En un contexto del país en el que la pobreza alcanza al 42% de la población, en el que las expectativas de progreso son inciertas, en el que el mundo del estudio y del trabajo se vuelve ajeno para una amplísima franja de jóvenes, el delito se convierte tanto en un medio como en un fin, en un escenario de presente eterno. Vivir rápido, tener todo ya y no temer a la muerte es el terrible paradigma que han comenzado a abrazar menores y adolescentes atraídos por la riqueza instantánea que les provee el poder del arma en sus manos y el estatus que eso les granjea en entornos dominados por el crimen mínimamente organizado.
Ese arquetipo de “pibe chorro” que vive “rápido y furioso”, para quien “volverse viejo” es una idea que no forma parte, en absoluto, de sus expectactivas, es una daga clavada en las entrañas de la sociedad. Es lo que se ve, hoy, en vastas zonas del conurbano en las que el Estado formal es una entelequia. Es lo que se ve, por ejemplo, en Rosario y su periferia, atravesadas por la sangrienta actividad de las bandas narcos que fueron formadoras de “soldaditos” y de “sicarios” que, atraídos por el dinero fácil, se ofrecen como mano de obra (a veces, incluso barata) para todo tipo de actividad criminal: amenazas, atentados, crímenes.
Allí, en Rosario, como en las zonas más pesadas del Gran Buenos Aires, el negocio de la muerte se convirtió en una salida laboral; el crimen organizado abre sus brazos a contingentes de pibes pobres, sin estudios y sin expectativas de construirse un futuro.

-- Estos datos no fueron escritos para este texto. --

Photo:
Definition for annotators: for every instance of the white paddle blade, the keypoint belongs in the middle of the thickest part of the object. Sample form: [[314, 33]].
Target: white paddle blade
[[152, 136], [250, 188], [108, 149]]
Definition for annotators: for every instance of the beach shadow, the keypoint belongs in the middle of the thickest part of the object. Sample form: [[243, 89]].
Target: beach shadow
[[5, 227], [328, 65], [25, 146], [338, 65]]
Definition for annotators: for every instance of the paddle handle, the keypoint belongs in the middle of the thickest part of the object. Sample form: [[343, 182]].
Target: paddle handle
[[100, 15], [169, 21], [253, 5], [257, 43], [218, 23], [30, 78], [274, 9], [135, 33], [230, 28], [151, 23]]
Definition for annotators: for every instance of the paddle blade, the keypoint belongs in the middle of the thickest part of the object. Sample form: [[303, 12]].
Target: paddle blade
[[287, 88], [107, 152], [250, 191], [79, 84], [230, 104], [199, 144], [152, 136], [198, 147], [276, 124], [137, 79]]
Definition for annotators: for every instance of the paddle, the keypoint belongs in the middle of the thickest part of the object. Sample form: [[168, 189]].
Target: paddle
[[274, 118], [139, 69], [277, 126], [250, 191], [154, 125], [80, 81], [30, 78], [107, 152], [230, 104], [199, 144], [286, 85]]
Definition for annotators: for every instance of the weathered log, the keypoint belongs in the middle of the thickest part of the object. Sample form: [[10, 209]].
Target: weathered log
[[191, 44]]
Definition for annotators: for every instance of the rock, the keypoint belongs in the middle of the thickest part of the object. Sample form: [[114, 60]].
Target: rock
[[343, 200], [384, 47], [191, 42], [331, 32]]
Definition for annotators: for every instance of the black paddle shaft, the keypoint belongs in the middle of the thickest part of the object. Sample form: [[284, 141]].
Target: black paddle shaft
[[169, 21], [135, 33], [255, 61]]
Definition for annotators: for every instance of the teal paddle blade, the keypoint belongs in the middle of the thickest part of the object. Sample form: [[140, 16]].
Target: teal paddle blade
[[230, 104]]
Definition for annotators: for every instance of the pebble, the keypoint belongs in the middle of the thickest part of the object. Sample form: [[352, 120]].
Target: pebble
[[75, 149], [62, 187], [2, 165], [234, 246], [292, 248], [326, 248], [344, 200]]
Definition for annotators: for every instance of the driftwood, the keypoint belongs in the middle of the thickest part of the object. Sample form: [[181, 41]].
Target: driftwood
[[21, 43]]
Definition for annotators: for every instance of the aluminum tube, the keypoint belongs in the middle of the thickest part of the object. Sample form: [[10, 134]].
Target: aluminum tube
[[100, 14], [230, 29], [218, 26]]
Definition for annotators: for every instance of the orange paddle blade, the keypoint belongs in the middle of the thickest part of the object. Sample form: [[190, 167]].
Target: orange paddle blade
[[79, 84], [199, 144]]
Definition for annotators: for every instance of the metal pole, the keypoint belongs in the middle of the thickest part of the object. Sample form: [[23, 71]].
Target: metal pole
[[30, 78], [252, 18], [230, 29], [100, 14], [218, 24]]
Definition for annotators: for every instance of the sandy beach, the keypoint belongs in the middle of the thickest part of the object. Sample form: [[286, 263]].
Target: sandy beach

En un reciente artículo del periodista Germán de los Santos, Horacio Tabares, psicólogo que desde hace más de dos décadas estudia el fenómeno del consumo de drogas y violencia, reflexionaba: “Estos jóvenes son instrumentos del narco, que busca chicos con escasa formación, pobres, marginales, que muchas veces no tienen ni siquiera capacidad para evaluar una situación de riesgo extremo y cuya expectativa de vida no supera los 25 años”.
Tabares, que dirige la ONG Vínculos y es autor de varios libros –entre ellos, Vulnerabilidades, orden social y consumos–, concluyó: “Es un error pensar el problema narco sin observar el fenómeno cultural que genera, con jóvenes que aspiran a tener un arma y una moto que los prestigia en esos ámbitos absorbidos por el negocio de la droga”.
La visión del psicólogo e investigador, enfocada en la dramática realidad rosarina, es extrapolable. “Ladrón yo, papi”, posteó Lucianito sobre una foto suya, en la que aparece sobre una moto enduro, con una pistola; posó en otra, con su torso desnudo, el tatuaje del signo $ en su costal izquierdo y dos pistolas calzadas a la cintura de su pantalón de jogging. Imágenes que declaman un estilo de vida. El de tantos que, como él, viven para el hoy, a lo grande, y sin dudar en apretar el gatillo.